Known for his affinity for chamber music, Mr. Weiss performs regularly with violinists Augustin Hadelich, William Hagen, Benjamin Beilman and James Ehnes; pianists Michael Brown and Shai Wosner; cellist Julie Albers; and the Ariel, Parker and Pacifica quartets. In recent seasons, he has also performed with the Israel Philharmonic, San Francisco Symphony, Philadelphia Orchestra, Pittsburgh Symphony, Toronto Symphony Orchestra, National Arts Centre Orchestra and Orpheus Chamber Orchestra. Mr. Weiss can be heard on the Naxos, Telos, Bridge, First Hand, Yarlung and Artek labels.
Mr. Weiss has been awarded the Classical Recording Foundation’s Young Artist of the Year, Gilmore Young Artist Award, an Avery Fisher Career Grant and the Mieczyslaw Munz Scholarship. A native of Ohio, he attended the Cleveland Institute of Music and The Juilliard School, where he studied with Emanuel Ax. Learn more www.orionweiss.com.
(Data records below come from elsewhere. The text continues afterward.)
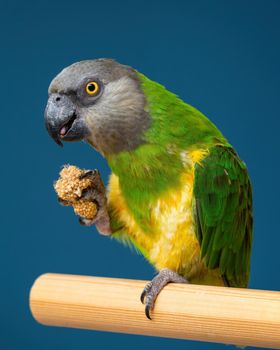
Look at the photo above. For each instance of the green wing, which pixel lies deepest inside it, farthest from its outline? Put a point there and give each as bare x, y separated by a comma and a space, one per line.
223, 211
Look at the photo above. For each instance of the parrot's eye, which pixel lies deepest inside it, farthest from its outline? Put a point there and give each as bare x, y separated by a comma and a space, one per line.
92, 88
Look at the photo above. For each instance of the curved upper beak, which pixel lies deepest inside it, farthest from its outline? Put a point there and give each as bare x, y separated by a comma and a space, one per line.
62, 120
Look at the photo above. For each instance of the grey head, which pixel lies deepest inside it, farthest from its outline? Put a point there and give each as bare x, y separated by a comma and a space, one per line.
99, 101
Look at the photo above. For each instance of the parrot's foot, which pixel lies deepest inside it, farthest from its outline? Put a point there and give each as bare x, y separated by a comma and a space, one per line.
97, 194
153, 288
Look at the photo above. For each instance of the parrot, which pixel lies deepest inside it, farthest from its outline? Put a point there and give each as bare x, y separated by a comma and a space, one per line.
178, 192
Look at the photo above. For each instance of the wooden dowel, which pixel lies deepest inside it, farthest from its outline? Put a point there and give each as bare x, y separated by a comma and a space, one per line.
214, 314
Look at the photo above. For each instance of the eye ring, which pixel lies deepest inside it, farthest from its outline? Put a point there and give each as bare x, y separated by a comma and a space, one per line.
92, 88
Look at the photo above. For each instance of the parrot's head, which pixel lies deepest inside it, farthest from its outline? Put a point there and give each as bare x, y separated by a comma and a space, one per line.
99, 101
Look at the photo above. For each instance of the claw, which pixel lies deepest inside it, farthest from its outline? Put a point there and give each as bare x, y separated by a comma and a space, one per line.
142, 296
153, 288
90, 173
147, 312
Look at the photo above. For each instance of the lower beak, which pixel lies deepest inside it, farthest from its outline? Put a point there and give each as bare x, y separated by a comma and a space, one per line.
62, 121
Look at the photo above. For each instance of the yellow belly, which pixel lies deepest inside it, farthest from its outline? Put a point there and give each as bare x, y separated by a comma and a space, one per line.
172, 241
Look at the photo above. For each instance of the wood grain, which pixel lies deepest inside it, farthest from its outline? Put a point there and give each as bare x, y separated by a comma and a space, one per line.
214, 314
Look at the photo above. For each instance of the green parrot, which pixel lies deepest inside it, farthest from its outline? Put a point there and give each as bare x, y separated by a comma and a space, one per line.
178, 191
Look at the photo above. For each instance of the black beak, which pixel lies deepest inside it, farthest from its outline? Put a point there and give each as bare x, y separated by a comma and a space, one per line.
62, 120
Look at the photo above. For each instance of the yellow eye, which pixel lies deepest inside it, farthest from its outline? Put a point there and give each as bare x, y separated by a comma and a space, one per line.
92, 88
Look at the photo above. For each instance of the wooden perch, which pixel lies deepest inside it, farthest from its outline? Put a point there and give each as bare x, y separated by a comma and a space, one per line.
214, 314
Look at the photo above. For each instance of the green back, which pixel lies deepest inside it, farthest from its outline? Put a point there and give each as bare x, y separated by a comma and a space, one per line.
223, 209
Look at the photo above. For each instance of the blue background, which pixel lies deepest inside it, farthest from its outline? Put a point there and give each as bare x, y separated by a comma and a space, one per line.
220, 56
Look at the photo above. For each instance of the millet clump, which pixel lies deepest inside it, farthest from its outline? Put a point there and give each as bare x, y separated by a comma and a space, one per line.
69, 188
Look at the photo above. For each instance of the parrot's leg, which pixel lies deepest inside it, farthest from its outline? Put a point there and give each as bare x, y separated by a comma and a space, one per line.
97, 194
153, 288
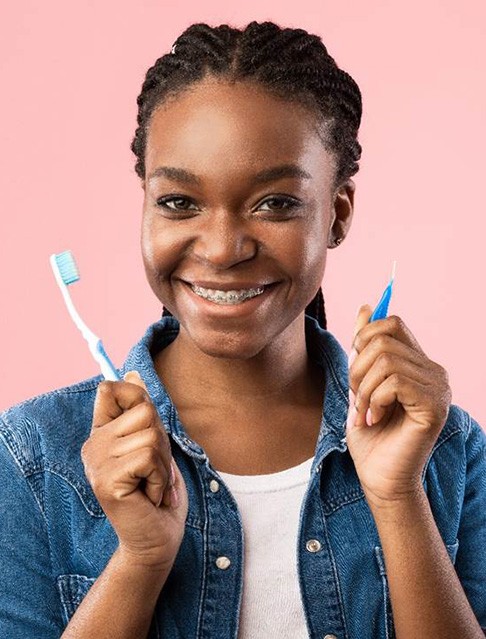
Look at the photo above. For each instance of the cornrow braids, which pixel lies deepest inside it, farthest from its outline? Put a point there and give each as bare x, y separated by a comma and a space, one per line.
290, 63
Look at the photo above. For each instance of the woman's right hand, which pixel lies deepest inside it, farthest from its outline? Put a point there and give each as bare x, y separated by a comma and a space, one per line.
127, 460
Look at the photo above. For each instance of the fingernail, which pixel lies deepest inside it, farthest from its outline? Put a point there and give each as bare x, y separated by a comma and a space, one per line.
369, 418
350, 423
134, 373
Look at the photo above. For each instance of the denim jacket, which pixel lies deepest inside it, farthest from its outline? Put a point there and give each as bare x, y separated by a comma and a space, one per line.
56, 540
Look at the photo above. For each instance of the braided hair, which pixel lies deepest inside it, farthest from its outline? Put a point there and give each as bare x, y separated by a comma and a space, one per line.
290, 63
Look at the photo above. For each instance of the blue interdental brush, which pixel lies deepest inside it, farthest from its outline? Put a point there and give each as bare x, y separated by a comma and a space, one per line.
66, 273
381, 309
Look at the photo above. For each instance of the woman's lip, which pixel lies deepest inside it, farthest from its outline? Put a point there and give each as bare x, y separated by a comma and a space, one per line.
233, 286
229, 310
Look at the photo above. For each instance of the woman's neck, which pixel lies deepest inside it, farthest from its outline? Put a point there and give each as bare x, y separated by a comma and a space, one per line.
281, 373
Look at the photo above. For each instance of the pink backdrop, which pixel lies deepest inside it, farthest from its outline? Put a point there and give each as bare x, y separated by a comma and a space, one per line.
70, 75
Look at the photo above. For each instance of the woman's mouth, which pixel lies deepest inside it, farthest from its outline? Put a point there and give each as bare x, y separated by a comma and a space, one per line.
227, 297
233, 302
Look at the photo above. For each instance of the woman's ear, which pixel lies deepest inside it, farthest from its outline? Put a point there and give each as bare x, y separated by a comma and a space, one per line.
342, 215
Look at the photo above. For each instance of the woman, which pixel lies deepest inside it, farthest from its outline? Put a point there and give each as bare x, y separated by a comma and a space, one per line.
225, 489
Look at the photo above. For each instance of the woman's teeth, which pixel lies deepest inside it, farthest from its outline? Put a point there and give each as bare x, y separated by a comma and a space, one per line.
227, 297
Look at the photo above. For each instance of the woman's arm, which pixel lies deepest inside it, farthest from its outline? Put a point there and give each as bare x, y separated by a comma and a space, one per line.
120, 603
427, 598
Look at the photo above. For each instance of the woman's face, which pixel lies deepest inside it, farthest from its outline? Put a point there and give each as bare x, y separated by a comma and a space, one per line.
221, 213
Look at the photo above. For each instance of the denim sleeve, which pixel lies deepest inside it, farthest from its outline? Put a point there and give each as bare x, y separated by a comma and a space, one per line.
471, 555
30, 606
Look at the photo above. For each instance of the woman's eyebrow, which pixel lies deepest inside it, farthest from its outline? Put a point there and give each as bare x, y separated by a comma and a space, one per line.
267, 175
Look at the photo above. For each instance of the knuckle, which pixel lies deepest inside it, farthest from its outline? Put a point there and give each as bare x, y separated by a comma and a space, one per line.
381, 341
105, 387
152, 438
394, 380
353, 379
396, 322
385, 360
151, 456
147, 409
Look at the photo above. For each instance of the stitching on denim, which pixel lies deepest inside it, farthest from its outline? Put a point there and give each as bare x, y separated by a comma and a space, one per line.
81, 387
336, 504
205, 554
436, 447
334, 568
85, 498
43, 515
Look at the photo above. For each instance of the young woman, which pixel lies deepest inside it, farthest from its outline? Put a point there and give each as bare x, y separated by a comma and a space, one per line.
230, 485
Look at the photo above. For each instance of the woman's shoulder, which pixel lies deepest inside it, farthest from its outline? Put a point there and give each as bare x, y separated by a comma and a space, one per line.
49, 428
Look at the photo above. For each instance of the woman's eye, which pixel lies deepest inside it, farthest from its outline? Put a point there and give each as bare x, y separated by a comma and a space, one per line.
164, 202
283, 203
180, 204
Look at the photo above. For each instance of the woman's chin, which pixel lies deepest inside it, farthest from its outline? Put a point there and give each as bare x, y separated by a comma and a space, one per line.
228, 345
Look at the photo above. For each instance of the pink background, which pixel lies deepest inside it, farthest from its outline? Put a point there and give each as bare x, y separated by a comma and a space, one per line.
70, 76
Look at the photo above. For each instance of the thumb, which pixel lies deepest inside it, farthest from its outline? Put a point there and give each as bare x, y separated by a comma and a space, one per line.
134, 378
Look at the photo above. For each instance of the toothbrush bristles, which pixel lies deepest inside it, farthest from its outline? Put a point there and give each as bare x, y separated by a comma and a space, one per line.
67, 267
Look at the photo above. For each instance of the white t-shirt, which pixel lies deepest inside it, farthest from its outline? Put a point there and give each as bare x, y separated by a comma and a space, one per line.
270, 509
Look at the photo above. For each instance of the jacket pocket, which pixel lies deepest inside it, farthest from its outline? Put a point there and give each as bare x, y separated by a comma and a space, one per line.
389, 626
72, 590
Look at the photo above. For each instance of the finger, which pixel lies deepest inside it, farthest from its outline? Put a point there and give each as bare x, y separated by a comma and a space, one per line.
385, 366
113, 398
146, 463
393, 326
379, 347
133, 377
364, 313
415, 398
140, 417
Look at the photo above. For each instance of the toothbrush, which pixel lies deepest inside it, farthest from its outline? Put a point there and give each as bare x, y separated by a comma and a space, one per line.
381, 309
66, 273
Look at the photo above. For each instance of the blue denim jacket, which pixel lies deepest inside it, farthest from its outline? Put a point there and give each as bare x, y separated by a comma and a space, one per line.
56, 540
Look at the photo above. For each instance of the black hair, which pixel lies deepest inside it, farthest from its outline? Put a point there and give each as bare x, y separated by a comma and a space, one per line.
290, 63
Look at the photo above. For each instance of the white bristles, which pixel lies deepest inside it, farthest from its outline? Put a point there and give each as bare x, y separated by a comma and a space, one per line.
67, 267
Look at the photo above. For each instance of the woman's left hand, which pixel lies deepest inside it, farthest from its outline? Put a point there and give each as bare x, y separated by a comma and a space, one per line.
408, 397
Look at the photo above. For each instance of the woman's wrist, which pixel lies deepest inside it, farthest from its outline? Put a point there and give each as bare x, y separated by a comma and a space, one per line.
141, 565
Musicians of the New World Symphony

A laboratory for the way music is taught, presented and experienced, the New World Symphony consists of 87 young musicians who are granted fellowships lasting up to three years. The fellowship program offers in-depth exposure to traditional and modern repertoire, professional development training and personalized experiences working with leading guest conductors, soloists and visiting faculty.
NWS Fellows take advantage of the innovative performance facilities and state-of-the art practice and ensemble rooms of the Frank Gehry-designed New World Center, the campus of the New World Symphony and home of the Knight New Media Center.
In the hopes of joining NWS, nearly 1,000 recent music school and conservatory graduates compete for available fellowships each year. The Fellows are selected for this highly competitive, prestigious opportunity based on their musical achievement and promise, as well as their passion for the future of classical music.
Musicians of The Cleveland Orchestra

The Cleveland Orchestra is today hailed as one of the very best orchestras on the planet, noted for its musical excellence and for its devotion and service to the community it calls home.
The 100-plus members of The Cleveland Orchestra perform together year round, at the group’s home at Severance, its summer home at Blossom Music Center, on tours in the United States and around the world, and at residencies such as Miami and Vienna. They make their homes in communities across the Cleveland metropolitan area, raising children and pursuing a range of hobbies and interests beyond their musical professions.